Create the population
pop.size <- 10000
pop.mean <- 130
pop.sd <- 10
## Creating population with the parameters given above
population <- rnorm(n = pop.size, mean = pop.mean, sd = pop.sd)
Define standard error of mean simulator
sem.simulator <- function(population = population, sample.sizes = c(2, 10), iteration = 100) {
## Create 100 samples of different sizes
samples.of.different.sizes <-
lapply(sample.sizes, # Outer loop for size
function(sample.size) {
lapply(seq_len(iteration), # Inner loop for iteration
function(sample.number) { # Sampling procedure
sample(population, size = sample.size)
}
)
}
)
sample.means <-
lapply(samples.of.different.sizes, # Outer loop for size
function(samples.of.same.size) {
lapply(samples.of.same.size, # Inner loop for iteration
mean) # Mean for each sample
}
)
## Aggregate means for appropriate format
sample.means.unlist <- lapply(sample.means,
unlist)
sample.means.matrix <- do.call(cbind, sample.means.unlist)

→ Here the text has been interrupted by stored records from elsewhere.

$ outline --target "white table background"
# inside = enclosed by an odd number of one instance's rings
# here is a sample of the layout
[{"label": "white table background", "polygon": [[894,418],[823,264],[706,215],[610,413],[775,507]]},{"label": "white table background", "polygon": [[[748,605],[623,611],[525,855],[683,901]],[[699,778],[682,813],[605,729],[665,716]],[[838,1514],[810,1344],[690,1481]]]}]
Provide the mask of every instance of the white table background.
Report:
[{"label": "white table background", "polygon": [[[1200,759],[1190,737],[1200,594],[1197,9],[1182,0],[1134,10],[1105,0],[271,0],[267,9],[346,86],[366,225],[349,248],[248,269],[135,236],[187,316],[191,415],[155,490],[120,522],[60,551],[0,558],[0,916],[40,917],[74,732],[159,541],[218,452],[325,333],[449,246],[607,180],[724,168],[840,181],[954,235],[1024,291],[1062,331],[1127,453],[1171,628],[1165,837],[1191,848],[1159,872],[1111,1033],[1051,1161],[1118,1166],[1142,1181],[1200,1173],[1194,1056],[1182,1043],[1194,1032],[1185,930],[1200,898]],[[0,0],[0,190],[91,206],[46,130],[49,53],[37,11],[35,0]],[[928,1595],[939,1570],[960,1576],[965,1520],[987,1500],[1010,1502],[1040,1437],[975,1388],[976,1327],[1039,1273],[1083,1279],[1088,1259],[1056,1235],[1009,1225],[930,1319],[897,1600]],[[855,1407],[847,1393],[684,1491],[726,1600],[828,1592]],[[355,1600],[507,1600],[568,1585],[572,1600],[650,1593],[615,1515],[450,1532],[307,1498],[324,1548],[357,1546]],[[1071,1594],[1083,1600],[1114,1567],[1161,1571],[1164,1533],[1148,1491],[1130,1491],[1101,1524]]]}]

sample.means.data.frame <- data.frame(sample.means.matrix)
names(sample.means.data.frame) <- paste("n", sample.sizes, sep = "_")
## Melt data for ggplot
require(reshape)
sample.means.melt <- melt(sample.means.data.frame)
## Create graphic
require(ggplot2)
gg.out <-
ggplot(sample.means.melt) +
geom_histogram(aes(value)) +
facet_grid(variable ~ .)
gg.out
}
Plot graphs for sample sizes of 1, 5, 10, 20, 50, and 100.
100 samples of each of these sizes are created (total 6 * 100 = 600 samples).

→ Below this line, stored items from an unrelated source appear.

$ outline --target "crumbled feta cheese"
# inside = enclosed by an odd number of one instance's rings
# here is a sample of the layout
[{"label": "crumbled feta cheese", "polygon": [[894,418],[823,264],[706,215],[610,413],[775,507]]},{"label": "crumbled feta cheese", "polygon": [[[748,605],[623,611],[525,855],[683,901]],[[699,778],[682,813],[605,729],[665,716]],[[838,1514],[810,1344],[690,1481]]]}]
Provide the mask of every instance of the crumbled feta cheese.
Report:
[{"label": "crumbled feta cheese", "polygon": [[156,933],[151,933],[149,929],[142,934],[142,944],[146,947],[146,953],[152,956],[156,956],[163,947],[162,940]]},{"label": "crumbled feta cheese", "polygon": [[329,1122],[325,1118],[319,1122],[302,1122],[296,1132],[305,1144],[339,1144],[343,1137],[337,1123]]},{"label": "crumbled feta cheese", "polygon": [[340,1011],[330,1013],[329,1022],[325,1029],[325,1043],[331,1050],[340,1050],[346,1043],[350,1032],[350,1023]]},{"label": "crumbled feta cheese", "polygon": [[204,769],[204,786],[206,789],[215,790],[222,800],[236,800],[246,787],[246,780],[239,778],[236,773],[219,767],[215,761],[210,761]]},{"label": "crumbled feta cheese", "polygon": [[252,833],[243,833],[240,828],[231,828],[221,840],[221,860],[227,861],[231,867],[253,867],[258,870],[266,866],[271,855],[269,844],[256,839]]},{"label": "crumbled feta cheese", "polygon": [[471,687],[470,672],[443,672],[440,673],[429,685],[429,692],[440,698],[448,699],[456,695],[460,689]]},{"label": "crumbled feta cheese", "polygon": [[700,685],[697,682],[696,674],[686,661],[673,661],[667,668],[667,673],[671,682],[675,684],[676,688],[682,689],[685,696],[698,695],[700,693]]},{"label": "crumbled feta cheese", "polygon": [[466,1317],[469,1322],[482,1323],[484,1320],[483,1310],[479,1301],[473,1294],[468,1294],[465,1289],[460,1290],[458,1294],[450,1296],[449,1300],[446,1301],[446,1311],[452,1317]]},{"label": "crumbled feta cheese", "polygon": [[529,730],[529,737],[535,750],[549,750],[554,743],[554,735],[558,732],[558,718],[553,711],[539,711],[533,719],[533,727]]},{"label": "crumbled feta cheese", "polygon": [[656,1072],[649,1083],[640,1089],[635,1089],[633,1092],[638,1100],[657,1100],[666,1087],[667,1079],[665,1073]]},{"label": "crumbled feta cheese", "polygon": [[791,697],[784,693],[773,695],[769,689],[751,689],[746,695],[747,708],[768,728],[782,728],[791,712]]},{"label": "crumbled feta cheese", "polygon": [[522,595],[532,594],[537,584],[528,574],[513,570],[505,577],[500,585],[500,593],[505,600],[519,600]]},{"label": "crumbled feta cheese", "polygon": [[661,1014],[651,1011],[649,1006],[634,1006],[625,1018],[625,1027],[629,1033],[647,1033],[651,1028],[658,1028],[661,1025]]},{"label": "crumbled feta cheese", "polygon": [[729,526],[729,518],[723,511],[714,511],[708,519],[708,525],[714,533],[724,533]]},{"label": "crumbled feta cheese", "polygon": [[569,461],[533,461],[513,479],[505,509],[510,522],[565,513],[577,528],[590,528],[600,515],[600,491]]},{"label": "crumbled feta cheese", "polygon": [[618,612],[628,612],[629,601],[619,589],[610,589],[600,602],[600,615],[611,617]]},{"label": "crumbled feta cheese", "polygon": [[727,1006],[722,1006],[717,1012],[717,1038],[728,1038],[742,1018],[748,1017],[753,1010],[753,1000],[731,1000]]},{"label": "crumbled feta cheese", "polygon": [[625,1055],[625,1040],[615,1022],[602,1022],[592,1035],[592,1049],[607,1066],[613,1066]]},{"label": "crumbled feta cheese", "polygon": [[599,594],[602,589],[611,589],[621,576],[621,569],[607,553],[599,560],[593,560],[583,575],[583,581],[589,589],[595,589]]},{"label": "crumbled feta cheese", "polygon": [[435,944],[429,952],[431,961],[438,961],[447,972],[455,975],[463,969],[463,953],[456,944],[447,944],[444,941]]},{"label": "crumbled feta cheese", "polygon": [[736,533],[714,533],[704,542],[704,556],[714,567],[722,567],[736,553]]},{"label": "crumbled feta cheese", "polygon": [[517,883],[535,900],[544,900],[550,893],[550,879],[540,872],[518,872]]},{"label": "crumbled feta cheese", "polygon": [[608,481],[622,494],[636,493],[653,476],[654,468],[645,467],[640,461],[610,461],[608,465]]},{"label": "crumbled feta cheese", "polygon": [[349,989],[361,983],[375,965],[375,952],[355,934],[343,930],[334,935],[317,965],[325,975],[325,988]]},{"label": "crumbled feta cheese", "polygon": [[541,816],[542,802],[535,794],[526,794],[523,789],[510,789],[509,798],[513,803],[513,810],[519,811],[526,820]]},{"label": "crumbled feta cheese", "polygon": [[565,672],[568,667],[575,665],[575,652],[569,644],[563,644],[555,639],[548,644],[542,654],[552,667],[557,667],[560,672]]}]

Then, the sample mean is calculated for each of these.
Then, the sample means are plotted as histograms grouped by the sample sizes.
graph.out <- sem.simulator(population, sample.sizes = c(1, 5, 10, 20, 50, 100))
graph.out
As the sample size becomes bigger, the standard error of the mean (SEM), defined as \( \frac {standard\ deviation\ of\ sample} {\sqrt {sample\ size}} \), becomes smaller. Thefore, the means of bigger samples closesly approximate the population mean, giving them more credibility!